Makes a prediction using the neural network.

public override Tensor<T> Predict(Tensor<T> input)

Parameters

input Tensor<T>

The input data to process.

Returns

Tensor<T>

The network's prediction.

Remarks

For Beginners: This is the main method you'll use to get results from your trained neural network. You provide some input data (like an image or text), and the network processes it through all its layers to produce an output (like a classification or prediction).

SerializeNetworkSpecificData(BinaryWriter)

Serializes network-specific data that is not covered by the general serialization process.

protected override void SerializeNetworkSpecificData(BinaryWriter writer)

Parameters

writer BinaryWriter

The BinaryWriter to write the data to.

Remarks

This method is called at the end of the general serialization process to allow derived classes to write any additional data specific to their implementation.

For Beginners: Think of this as packing a special compartment in your suitcase. While the main serialization method packs the common items (layers, parameters), this method allows each specific type of neural network to pack its own unique items that other networks might not have.
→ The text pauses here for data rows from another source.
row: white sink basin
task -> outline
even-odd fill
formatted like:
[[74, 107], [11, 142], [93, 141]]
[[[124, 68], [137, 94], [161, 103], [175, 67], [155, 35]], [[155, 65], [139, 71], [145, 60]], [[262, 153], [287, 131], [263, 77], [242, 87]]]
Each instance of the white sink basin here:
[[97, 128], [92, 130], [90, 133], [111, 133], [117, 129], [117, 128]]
Train(Tensor<T>, Tensor<T>)

Trains the neural network on a single input-output pair.

public override void Train(Tensor<T> input, Tensor<T> expectedOutput)

Parameters

input Tensor<T>

The input data.

expectedOutput Tensor<T>

The expected output for the given input.

Remarks

This method performs one training step on the neural network using the provided input and expected output. It updates the network's parameters to reduce the error between the network's prediction and the expected output.

For Beginners: This is how your neural network learns. You provide: - An input (what the network should process) - The expected output (what the correct answer should be)

The network then:

  1. Makes a prediction based on the input
  2. Compares its prediction to the expected output
  3. Calculates how wrong it was (the loss)
  4. Adjusts its internal values to do better next time

After training, you can get the loss value using the GetLastLoss() method to see how well the network is learning.

UpdateParameters(Vector<T>)

Updates the network's parameters with new values.

public override void UpdateParameters(Vector<T> gradients)

Parameters

gradients Vector<T>

Remarks

For Beginners: During training, a neural network's internal values (parameters) get adjusted to improve its performance. This method allows you to update all those values at once by providing a complete set of new parameters.

This is typically used by optimization algorithms that calculate better parameter values based on training data.

ValidateInputShape(Tensor<T>)

Validates that an input tensor has the correct shape for this model.

public void ValidateInputShape(Tensor<T> documentImage)

Parameters

documentImage Tensor<T>

The tensor to validate.

Exceptions

ArgumentException

Thrown if the tensor shape is invalid.